Cuando llegué y lo vi de espalda,
no pude evitar taparle los ojos, como lo hacía cuando éramos unos carajitos.
Sentí la misma confianza de siempre al verlo, incluso le quité el trago como
solía hacerlo y me senté a su lado. Estaba tomando whisky y eso me hizo
presentir que sería una buena noche. Enrique estaba hermoso, como siempre:
sonriente, cariñoso, amable, amigo… El Chinito salió y lo abracé “¡Feliz
cumpleaños, mi loco! ¡Qué bello estás!”. Hizo un gesto de picardía y me
respondió que eso se debía a la buena vida. “Yo no esperaba verla. Es que tú
sabes, ella ahora ya no anda con pobres”, agregó Enrique. Yo les dije que
dejaran la gafedad, porque ellos sabían que seguía siendo la misma. Y con el
impulso que me dio el diálogo,
aproveché. “Vamos a bailar es lo que es, Enrique, para que veas que me
acuerdo”. Claro que me acordaba, a pesar de que tenía tiempo sin bailar salsa
erótica en la sala de una casa. Él seguía bailando espectacular, como lo hacía
en los matinés de todos los viernes. Seguía, además, estando en forma y usando
buenos perfumes. Pensé en un momento en los medios que utiliza para darse
ciertos gustos, pero deseché ese análisis. Preferí recordar nuestra
adolescencia: las largas conversas, las rascas, las jodas con él y el chino, el
amor puro, los besos y las caricias inocentes, y hasta algunos actos fuera de
la ley.
El Chino nos regaló la botella de
whisky, después de que nos dijera “De toda la gente que está aquí, ustedes son
los más reales, los de siempre”, y se fuera corriendo.
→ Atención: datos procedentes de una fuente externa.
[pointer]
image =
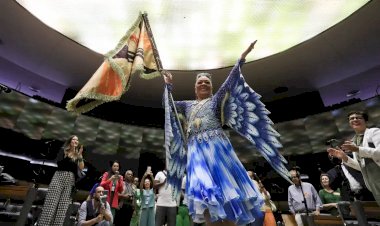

Siempre le han
incomodado las muestras de afecto. Enrique y yo
empezamos a prendernos y a reírnos de todo, a recordar nuestras
vivencias. Todo lindo, todo cuchi, hasta que
me tomó de la mano, se me acercó y me dijo al oído una propuesta que
culminó con un “Como en los viejos tiempos. ¿A qué no? ”. No hay que echarle la
culpa de todo a los tragos, pero el alcohol me estimuló. Además, me quise poner
a prueba.
Pasamos
por los callejones sigilosamente, sin hacer ruido. Eran los mismos lugares,
pero yo no los veía igual. Yo era distinta, efectivamente. Él se detuvo en un
momento. “¿Segura que sabes?”, interrogó. “Eso no se olvida”, afirmé. La chama advirtió mi presencia y corrió. La
perseguí sin prisa y cuando la alcancé, ya Enrique sujetaba su cuello con un
brazo y con la otra mano hundía sutilmente la navaja para infundirle miedo y
para que no me mirara. Tomé su bolso y comencé a revisarlo. Los ojos de Enrique
me miraban extrañados. “Esta la está
soñando, vale”, pensó probablemente. No comprendía por qué no agarraba la
cartera de una vez y nos íbamos. Yo tampoco entendí porqué quise revisar. En el interior había un
monedero, un estuche de maquillaje, el celular, y varios libros (muchos,
realmente), acompañados de un cuaderno. Agarré el teléfono y la despaché. “Bórralo,
chama, pira de aquí y no voltees”.
Y
comprendí a los muchachos. No era la misma. No pude quitarle el bolso, porque
me vi reflejada en ella, porque ciertamente haber compartido en otros lugares y
haber conocido otras realidades, me ha hecho comprender cosas, como que esos
libros son más importantes y útiles para ella que un celular. Porque la
universitaria víctima de la delincuencia pude haber sido yo. Entendí entonces
que mi esencia siempre estará ligada a ese barrio, porque ahí crecí, pero que,
no obstante, todo se transforma y mis ideas cambiaron.
Estaba
linda la reflexión, hasta que el ruido de la sirena la interrumpió. Dejé de
pensar, y si bien mi indolencia no era la misma de años atrás, el recuerdo de
cada rincón de aquellos callejones y la
velocidad de mis piernas, seguían intactos.